Led by a 7.8 percent plunge in Netflix Inc., companies that have come to be known as the Fab Five saw $49 billion in market value erased Thursday, the most since Jan. 2013. Losses in Facebook Inc., Amazon.com Inc., Google Inc. and Apple Inc. pushed the Nasdaq 100 Index down 2.8 percent, its biggest decline since April 2014.

With market breadth drying up and industries such as energy and commodities producing few winners in 2015, pressure has increased on a handful of megacap technology and consumer stocks to shoulder gains. Prior to Thursday, rallies in the five companies actually exceeded that of the entire Standard & Poor’s 500 Index this year, on a weighted basis.

“As you get to the later stages of a market pullback or correction, people will typically sell those stocks in which they’ve had big profits,” Marshall Front, the Chicago-based chief investment officer at Front Barnett Associates LLC, said by phone. “This is a risk-off day and these are highly marketable, easily sold securities.”

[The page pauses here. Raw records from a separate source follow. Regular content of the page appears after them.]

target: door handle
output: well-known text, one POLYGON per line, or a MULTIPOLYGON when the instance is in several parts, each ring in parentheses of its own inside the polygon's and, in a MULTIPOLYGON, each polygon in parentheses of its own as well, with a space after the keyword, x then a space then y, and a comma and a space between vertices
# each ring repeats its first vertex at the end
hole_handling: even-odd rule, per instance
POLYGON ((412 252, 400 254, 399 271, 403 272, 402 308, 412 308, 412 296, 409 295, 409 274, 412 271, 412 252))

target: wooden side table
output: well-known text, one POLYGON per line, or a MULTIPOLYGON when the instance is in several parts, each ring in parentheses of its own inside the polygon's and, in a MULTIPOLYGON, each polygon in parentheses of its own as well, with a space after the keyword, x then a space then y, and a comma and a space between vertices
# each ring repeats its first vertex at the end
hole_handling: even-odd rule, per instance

Gains in the Fab Five have contributed a total of 30 index points to the benchmark index this year through Wednesday, more than the 21 points that the S&P 500 added as a whole, data compiled by Bloomberg show. Those mega-cap companies are now dragging down stocks as signs of a slowing global economy and rising dollar take a toll on large multinationals.

Netflix, the best performer in the S&P 500 this year with a 133 percent rally, slid to $112.49 in New York, the sharpest decline for the shares since October 2014. The biggest online subscription video service had been climbing amid a 12 percent plunge in media stocks in the past month.